La Première fois on pardonne d’Ahmed Kalouaz

Age :  12 – 15 ans
Éditeur : Le Rouergue : doAdo (2010)
95 pages

Note : 5 out of 5 stars

Elodie a trouvé refuge chez sa grand-mère il y a trois semaines, lorsque sa mère a décidé de partir du domicile familial. En feuilletant les pages d’un album photos, elle tente de recomposer l’histoire de sa famille, broyée par la violence conjugale.

Cette phrase, combien de femmes battues l’ont-elles prononcée comme pour donner vérité à ce qui n’était que mensonges : « La première fois on pardonne » mais que faire quand survient la seconde, la troisième, la dizième, la centième fois ? lorsqu’on ne peut même plus compter ? C’est ce sujet sensible qu’Ahmed Kalouaz a décidé d’évoquer dans ce roman.

A l’heure actuelle une femme sur dix est victime de mauvais traitements en France, infligés par son mari. Les journaux ont beau faire des articles, des livres comme La Première fois on pardonne, ont beau être écrits, le phénomène devenu Grande cause nationale depuis 2010, continue d’être conséquent et de toucher le monde entier.

Ahmed Kalouaz raconte avec délicatesse et pudeur cette violence conjugale qui est entrée au fur et à mesure dans la vie d’Elodie et de sa soeur, impuissantes face au drame qui se joue devant elles ou derrière elles, dans la pénombre de la nuit, chaque jour, chaque semaine, chaque mois, chaque année. Des rebellions, il y en a eu quelques unes mais aucune n’avait jusqu’ici réussi à aller plus loin que la réponse aux coups, permettant un temps mort dans la relation conflictuelle, toujours trop court.

Par petites touches Ahmed Kalouaz évoque dans La Première fois on pardonne, les souvenirs de ces coups infligés par le père d’Elodie à sa mère et la jeune fille repense à ces moments toujours entre bonheur et malheur.

Malgré ses quinze ans et le départ précipité de sa mère, personne ne veut vraiment lui raconter, alors elle n’a que ses souvenirs et les photos pour se rappeler les scènes effroyables qu’elle voyait, et d’autres instants, plus heureux.

La peur et l’éloignement des autres sont devenus, comme pour sa mère, son quotidien et même si Elodie n’a jamais reçue de coups, elle aussi est marquée. Retourner le passer, l’interroger, l’explorer, se souvenir, constituera au fur et à mesure une forme de thérapie qui l’aideront à se reconstruire. Comme beaucoup d’enfants qui assistent à ce genre de scène, l’adolescente est tiraillée entre l’amour pour sa mère et celui pour son père, qu’elle ne peut pas malgré tout, complètement haïr.
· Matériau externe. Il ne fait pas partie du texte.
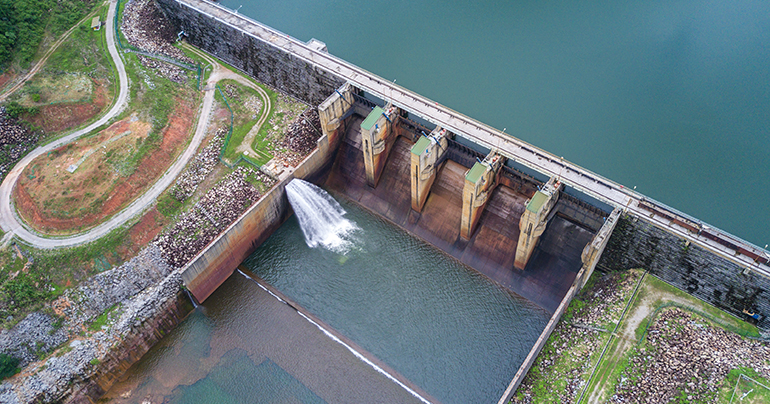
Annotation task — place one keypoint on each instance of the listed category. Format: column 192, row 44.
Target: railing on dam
column 734, row 249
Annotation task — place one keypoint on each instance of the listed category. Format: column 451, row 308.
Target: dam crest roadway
column 734, row 249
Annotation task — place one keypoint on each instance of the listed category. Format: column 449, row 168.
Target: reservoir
column 669, row 96
column 447, row 329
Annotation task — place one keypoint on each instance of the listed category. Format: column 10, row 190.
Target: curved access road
column 221, row 73
column 9, row 222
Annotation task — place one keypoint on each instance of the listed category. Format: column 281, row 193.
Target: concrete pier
column 426, row 155
column 534, row 220
column 480, row 182
column 378, row 133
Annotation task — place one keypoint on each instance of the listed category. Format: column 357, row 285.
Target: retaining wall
column 261, row 60
column 129, row 350
column 212, row 266
column 636, row 243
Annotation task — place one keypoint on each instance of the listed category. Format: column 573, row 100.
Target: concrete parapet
column 480, row 182
column 378, row 132
column 591, row 255
column 534, row 220
column 333, row 110
column 593, row 250
column 425, row 157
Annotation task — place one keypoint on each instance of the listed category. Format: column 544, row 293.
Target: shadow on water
column 442, row 325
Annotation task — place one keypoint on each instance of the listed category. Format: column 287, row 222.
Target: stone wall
column 636, row 243
column 261, row 60
column 130, row 349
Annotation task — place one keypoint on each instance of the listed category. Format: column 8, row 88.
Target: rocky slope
column 144, row 295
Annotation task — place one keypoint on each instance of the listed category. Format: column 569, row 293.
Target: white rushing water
column 320, row 217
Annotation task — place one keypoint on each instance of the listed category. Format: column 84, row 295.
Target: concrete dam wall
column 558, row 266
column 264, row 62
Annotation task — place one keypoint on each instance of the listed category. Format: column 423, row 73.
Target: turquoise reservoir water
column 671, row 96
column 450, row 331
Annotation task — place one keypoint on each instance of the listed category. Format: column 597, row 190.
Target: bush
column 9, row 366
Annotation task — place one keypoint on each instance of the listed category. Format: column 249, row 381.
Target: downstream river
column 450, row 332
column 670, row 96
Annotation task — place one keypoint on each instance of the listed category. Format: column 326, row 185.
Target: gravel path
column 8, row 219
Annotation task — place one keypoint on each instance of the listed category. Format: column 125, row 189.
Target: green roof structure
column 475, row 173
column 371, row 119
column 421, row 145
column 537, row 202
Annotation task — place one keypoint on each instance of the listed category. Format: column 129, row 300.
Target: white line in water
column 349, row 348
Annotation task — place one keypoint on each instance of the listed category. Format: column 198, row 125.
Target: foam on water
column 320, row 217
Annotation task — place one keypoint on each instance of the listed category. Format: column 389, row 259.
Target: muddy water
column 445, row 328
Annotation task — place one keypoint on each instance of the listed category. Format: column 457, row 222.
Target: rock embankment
column 142, row 291
column 199, row 168
column 146, row 28
column 219, row 208
column 302, row 136
column 15, row 141
column 565, row 362
column 687, row 358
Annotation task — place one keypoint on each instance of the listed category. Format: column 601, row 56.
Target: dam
column 526, row 219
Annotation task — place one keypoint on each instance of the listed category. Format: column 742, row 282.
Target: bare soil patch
column 54, row 118
column 52, row 200
column 6, row 77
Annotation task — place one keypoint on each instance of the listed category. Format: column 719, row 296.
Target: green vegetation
column 51, row 272
column 83, row 52
column 9, row 366
column 167, row 205
column 740, row 387
column 102, row 319
column 714, row 315
column 24, row 24
column 15, row 110
column 244, row 119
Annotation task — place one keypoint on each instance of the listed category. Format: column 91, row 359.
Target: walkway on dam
column 616, row 195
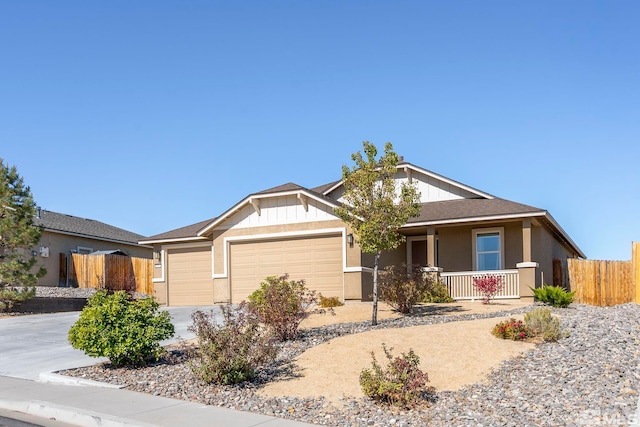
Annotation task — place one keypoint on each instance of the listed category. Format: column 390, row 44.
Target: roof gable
column 68, row 224
column 283, row 197
column 432, row 186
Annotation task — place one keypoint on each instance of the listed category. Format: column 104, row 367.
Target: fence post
column 635, row 268
column 527, row 278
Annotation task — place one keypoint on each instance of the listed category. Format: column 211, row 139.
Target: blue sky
column 152, row 115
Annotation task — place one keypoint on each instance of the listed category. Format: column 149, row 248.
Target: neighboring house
column 66, row 234
column 461, row 231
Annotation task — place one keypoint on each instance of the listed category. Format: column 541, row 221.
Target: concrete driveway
column 35, row 344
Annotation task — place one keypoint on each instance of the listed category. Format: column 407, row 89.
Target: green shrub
column 282, row 304
column 12, row 295
column 230, row 352
column 401, row 289
column 401, row 383
column 553, row 295
column 438, row 293
column 512, row 329
column 543, row 324
column 126, row 330
column 329, row 302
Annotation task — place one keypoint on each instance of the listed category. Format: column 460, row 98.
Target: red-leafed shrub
column 488, row 285
column 400, row 383
column 512, row 329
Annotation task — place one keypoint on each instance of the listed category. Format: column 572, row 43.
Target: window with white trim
column 488, row 249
La Première fois on pardonne est un livre triste mais Ahmed Kalouaz le teinte d’espoir en regardant non pas vers le passé mais l’avenir à construire. Cette mère a réussi à s’en sortir, ce qui n’est pas le cas de toutes et le roman s’ajoute à cette longue liste de titres qui disent aux femmes battues : « allez-y, partez, n’ayez pas peur, des gens sont là pour vous aider à vous reconstruire ».

Un texte bref et coup de poing qui ne laisse pas indifférent. Un sujet peu abordé en littérature jeunesse qui méritait pourtant depuis longtemps une attention car ce n’est jamais évident pour des enfants de voir leur mère battue. On parle au fond jamais vraiment d’eux dans les articles. Un livre pour ceux qui aiment s’informer sur des sujets sensibles et douloureux, ou encore lire des livres en rapport avec des phénomènes de société et d’actualité.